While the majority of the population might associate the words ‘Debit’ and ‘Credit’ with payment methods, the people in finance and accounting professions would probably not want to hear any more of these words. The only common ground, there is not a day that goes by people are not using ‘Debit’ and ‘Credit’. Yes, also the cards.

Origin of Debit and Credit

Accountants have been putting up with this ‘Debit’ and ‘Credit’ for a while now, the earliest evidences going up to the end of the 13th century. The evidence shows the use of double entry accounting methods by the merchants of Venice. However, documentation of the double entry bookkeeping as a theory in books was by Luca Pacioli in 1494. A collaborator of Leonardo Da Vinci, he is often referred to as the ‘Father of Accounting’ because of his work that enabled people to study and implement the double entry methods. The word ‘Debit’ originated from the Latin word Debitum, meaning "what is due," while ‘Credit’ comes from Creditum, meaning "something entrusted to another or a loan."

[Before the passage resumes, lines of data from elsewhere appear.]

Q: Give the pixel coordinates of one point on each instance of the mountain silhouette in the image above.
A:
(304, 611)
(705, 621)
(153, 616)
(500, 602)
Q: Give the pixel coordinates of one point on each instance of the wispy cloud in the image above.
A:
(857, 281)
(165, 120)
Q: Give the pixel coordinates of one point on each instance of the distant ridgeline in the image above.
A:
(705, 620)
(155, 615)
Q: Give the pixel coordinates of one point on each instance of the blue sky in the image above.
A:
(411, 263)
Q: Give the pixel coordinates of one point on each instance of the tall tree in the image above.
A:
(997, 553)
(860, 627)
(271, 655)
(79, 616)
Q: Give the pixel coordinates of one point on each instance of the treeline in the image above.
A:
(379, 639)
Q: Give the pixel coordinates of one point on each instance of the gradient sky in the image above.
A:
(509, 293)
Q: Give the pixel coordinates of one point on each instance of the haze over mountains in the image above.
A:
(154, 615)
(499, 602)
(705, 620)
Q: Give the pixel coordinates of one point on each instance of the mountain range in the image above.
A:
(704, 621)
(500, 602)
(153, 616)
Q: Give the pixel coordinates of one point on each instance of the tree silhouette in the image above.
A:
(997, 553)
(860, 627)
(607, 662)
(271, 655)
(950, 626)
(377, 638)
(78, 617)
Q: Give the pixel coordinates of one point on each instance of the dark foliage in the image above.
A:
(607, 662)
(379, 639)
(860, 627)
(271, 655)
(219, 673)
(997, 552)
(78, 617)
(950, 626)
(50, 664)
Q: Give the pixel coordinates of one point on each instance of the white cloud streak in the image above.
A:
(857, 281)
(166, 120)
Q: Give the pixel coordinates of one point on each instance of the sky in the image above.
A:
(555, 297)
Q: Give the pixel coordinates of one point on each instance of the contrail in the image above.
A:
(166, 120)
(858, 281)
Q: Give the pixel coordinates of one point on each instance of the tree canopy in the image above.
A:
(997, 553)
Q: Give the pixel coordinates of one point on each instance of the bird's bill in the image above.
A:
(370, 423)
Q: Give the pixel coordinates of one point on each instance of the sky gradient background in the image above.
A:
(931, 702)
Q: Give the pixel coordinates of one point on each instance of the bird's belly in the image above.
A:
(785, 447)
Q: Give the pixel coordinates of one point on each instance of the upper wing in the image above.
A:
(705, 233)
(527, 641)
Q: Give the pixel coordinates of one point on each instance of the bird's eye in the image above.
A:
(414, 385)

How Does Debit and Credit Work?

The process of double entry follows just what the words Debitum and Creditum describe, from the perspective of the entities who the ledgers belong to. Debits record all of the money flowing into an account, while credits record all of the money flowing out of an account. An expense account is debited if there is any new expenditure, while a cash/ bank account is credited if the balance increases. In the double entry method, any transaction should touch two accounts and if one of them is debited there should a corresponding account with credit entry. To give an example, a cash transaction for purchasing a vehicle would have a debit entry on the particular fixed asset ledger and a credit entry on the cash ledger.

Significance of Debit and Credit in Accounting

Despite all the improvements and innovations made in the accounting discipline, ‘debit and credit’ or the double entry bookkeeping remains the most single important method in accounting. The first thing that this method ensures is the arithmetic accuracy due to a corresponding entry with each debit or credit entry. For every debit, there is an equal amount of credit and vice versa. Which made it easier to minimize errors, detect fraud early among other things. Through the ledgers and their debit or credit balances, it is now easier to monitor the particular account or expenses over any period of time. Which allows a management to make informed decisions in order to achieve operational efficiency and increase profitability. The financial position of a company becomes easy to monitor due to the balance sheet and profit & loss statements which are composed with the ledger accounts and their debit vs. credit balances.

While Debit and Credit are often the cause of a lot of bookkeeping (entry) dilemma, with proper knowledge and relating theory to practice they can become the right tools an accountant needs to improve the bookkeeping of a firm and use the output to carry out all the financial analysis to reduce costs and enhance the financial performance.